The new rules will take effect 90 days (or March 22, 2023) after passage of the bill. Sponsors submitting cyber devices to the FDA must then:
- Submit a plan to the FDA Commissioner to monitor, identify, and address post-market cybersecurity vulnerabilities and exploits in a reasonable time.
- Design, develop, and maintain processes and procedures to reasonably ensure that your Devices and related systems are cyber-secured, and make available post-market updates and patches for your Devices and related systems; Address the following: (a) Known vulnerabilities that are unacceptable on a reasonably justified regular cycle.When (B) Critical vulnerabilities that may pose uncontrollable risks.When
- Submit software bills of materials, including commercial, open source, and off-the-shelf software components, to the FDA Commissioner.

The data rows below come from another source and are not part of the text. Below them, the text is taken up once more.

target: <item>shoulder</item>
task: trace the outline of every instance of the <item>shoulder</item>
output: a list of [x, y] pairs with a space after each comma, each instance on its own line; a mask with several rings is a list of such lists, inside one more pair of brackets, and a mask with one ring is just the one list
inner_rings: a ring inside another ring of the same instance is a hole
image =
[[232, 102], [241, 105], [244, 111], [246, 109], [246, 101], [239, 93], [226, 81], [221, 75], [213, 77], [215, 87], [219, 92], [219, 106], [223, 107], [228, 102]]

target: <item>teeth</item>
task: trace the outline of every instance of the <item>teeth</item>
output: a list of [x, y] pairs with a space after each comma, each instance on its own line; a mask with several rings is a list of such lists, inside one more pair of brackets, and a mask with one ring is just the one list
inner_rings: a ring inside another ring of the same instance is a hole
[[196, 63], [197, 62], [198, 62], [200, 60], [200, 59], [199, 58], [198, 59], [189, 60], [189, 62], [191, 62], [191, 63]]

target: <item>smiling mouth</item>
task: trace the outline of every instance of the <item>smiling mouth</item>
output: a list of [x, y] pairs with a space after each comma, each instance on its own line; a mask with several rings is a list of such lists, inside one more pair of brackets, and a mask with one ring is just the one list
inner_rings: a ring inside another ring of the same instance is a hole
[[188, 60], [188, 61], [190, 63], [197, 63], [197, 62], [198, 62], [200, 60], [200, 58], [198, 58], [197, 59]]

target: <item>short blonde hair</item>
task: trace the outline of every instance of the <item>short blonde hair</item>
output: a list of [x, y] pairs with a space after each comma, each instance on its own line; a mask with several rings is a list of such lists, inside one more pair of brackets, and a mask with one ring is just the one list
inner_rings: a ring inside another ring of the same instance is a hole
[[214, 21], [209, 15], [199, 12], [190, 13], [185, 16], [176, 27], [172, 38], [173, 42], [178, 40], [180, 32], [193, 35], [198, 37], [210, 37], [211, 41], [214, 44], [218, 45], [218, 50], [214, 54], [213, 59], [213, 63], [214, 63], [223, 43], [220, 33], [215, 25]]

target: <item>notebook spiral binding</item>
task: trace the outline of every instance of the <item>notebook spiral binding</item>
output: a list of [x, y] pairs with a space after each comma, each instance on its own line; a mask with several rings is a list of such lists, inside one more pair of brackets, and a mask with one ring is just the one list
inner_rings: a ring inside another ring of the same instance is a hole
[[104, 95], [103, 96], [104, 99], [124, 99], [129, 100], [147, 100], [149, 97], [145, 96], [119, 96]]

In addition, the new amendments would allow rules to include additional requirements that “demonstrate reasonable assurance that devices and related systems are cybersecured,” or rules that exempt certain devices or types of devices from the new requirements. are allowed to be drafted by the FDA. Although there are no explicit timing requirements in the draft regulation, the new amendments require FDA to update the existing Content of Premarket Submissions on the Control of Cybersecurity in Medical Devices guidance within two years, and also: FDA should: Within 180 days, we will update our public guidance on improving device cybersecurity.
Medical device manufacturers should carefully review current cybersecurity controls for their devices and pay attention to new FDA guidance and regulations. As with all things in the world of data privacy, blinking can make you miss new laws and regulations.